И все-таки двери в спорт для меня были открыты. После нескольких лет участия в соревнованиях на уровне школы и округа меня пригласили бежать 100 и 150-метровки на национальных школьных соревнованиях. Мне надрали задницу на обеих дистанциях, но поскольку я все равно оказался самым быстрым в своей возрастной группе на северо-западе Ямайки, то меня приняли на спортивное отделение средней школы имени Вильяма Нибба. Она находилась рядом с Фольмутом, куда приходили большие круизные корабли с толпами туристов, и мы могли доехать туда на машине.
Школа Нибба была великим местом с фантастической спортивной историей. Один из ее выпускников – Майкл Грин – выступил на Олимпийских играх в Атланте в 1996 году, где финишировал седьмым на стометровке. Также они гордились своей репутацией в подготовке крикетных команд, но я стал студентом одного из факультетов школы только благодаря способностям к бегу.
И вот почему: в средних школах Ямайки поле и беговая дорожка были огромными. Страсть к легкой атлетике была здесь такой же силы, как к футболу в Англии и к американскому футболу и баскетболу в Америке. Система – от юного таланта до профессионального уровня – работала таким образом, что любой ребенок сначала проходил через соревнования на местном уровне. Если кто-то хорошо показывал себя и побеждал на межшкольных гонках юниорского уровня – например, как я в Вальденсии, – то его отправляли на окружные соревнования или даже региональные, где уровень был намного выше. Стоило попасть в среднюю школу и произвести впечатление во время крупных спортивных мероприятий, как атлет тут же начинал выступать за старшую школу на национальном уровне. Именно тогда жизнь становилась интересной. Успешно выступающий ребенок привлекал внимание американских тренеров, которые могли предложить грант на спортивное обучение. В дальнейшем следовали контракты и большие деньги.
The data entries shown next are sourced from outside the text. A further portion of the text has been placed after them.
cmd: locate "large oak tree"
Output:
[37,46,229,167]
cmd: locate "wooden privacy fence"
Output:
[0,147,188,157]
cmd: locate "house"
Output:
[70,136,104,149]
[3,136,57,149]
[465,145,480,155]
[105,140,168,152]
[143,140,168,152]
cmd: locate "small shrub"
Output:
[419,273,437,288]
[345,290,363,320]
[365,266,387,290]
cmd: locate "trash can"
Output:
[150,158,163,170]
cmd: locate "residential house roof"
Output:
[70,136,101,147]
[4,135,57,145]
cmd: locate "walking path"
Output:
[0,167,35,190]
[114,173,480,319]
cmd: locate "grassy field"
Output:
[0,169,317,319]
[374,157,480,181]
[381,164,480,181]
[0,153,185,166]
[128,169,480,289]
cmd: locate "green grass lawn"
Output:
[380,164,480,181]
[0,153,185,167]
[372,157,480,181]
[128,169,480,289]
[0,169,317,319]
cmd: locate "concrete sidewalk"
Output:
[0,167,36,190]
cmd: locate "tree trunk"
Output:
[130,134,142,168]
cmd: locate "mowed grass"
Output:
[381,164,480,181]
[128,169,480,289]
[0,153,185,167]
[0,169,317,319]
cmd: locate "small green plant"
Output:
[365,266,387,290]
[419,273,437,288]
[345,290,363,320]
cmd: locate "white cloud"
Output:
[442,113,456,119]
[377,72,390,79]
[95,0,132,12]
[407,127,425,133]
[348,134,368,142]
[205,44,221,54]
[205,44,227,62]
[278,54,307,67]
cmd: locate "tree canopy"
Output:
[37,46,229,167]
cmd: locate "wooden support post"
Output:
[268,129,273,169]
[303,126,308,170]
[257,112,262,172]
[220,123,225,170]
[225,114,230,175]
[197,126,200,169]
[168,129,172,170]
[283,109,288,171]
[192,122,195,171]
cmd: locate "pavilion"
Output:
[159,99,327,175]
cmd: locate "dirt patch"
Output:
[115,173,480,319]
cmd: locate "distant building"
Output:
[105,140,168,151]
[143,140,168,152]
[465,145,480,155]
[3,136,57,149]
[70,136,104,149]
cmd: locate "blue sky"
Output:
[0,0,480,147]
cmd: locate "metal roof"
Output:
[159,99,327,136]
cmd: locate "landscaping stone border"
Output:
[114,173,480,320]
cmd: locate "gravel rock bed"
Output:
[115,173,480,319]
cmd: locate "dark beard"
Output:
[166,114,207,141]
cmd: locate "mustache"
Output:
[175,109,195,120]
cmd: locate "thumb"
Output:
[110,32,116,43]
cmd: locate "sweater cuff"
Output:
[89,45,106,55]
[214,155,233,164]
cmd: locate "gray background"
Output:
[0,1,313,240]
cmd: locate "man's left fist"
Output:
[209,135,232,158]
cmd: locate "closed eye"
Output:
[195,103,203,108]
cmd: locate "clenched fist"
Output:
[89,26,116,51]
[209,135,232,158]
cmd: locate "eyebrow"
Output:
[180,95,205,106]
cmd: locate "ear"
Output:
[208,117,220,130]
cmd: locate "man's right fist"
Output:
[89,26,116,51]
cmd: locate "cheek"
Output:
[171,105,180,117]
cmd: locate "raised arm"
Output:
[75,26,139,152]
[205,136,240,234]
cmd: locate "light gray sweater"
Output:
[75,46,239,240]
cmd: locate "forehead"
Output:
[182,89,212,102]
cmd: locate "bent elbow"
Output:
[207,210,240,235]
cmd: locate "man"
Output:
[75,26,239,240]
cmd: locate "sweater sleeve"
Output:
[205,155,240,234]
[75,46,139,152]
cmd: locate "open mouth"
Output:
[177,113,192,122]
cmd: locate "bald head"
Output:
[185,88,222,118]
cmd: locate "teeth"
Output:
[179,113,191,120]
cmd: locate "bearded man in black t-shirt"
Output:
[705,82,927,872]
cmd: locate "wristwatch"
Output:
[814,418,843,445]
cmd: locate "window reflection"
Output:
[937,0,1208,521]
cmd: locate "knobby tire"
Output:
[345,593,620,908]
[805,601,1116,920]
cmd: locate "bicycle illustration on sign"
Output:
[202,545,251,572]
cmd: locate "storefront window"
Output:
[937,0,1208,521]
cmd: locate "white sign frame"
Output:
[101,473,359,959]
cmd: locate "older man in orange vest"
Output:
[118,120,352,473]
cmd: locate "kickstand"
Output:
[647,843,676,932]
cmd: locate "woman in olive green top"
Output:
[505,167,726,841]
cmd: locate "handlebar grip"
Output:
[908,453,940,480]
Я находился на нижней ступени лестницы, но школа Вильяма Нибба предоставляла возможности для участия в более крупных мероприятиях. Среди них были Межшкольные соревнования среди юношей и Межшкольные соревнования среди девушек, или чемпионаты, как мы их тогда называли. Для людей, живущих за пределами Ямайки, название этих мероприятий звучало грандиозно, ну, а для нас такие чемпионаты были важным атлетическим событием на Ямайке, серьезным спортивным мероприятием и национальной страстью. Фактически это было самое крупное школьное мероприятие в странах Карибского бассейна.
Юниорские чемпионаты были – и остаются до сих пор – визитной карточкой успеха на беговой дорожке и поле. Первые чемпионаты провели в 1910 году, чтобы определить лучших атлетов в стране среди детей, и с тех пор ежегодно в марте более 2000 детей принимают в них участие. Лучшие школы получают звание «Короля» и «Королевы», мероприятие всегда транслируется по телевидению, а первые страницы национальных журналов и газет кричат о чемпионате. Многие страны миры сталкивались с трудностями, когда речь шла о финансировании юниорских легкоатлетических мероприятий, но наши чемпионаты были настолько громким событием, что серьезные спонсоры оплачивали их организацию ежегодно.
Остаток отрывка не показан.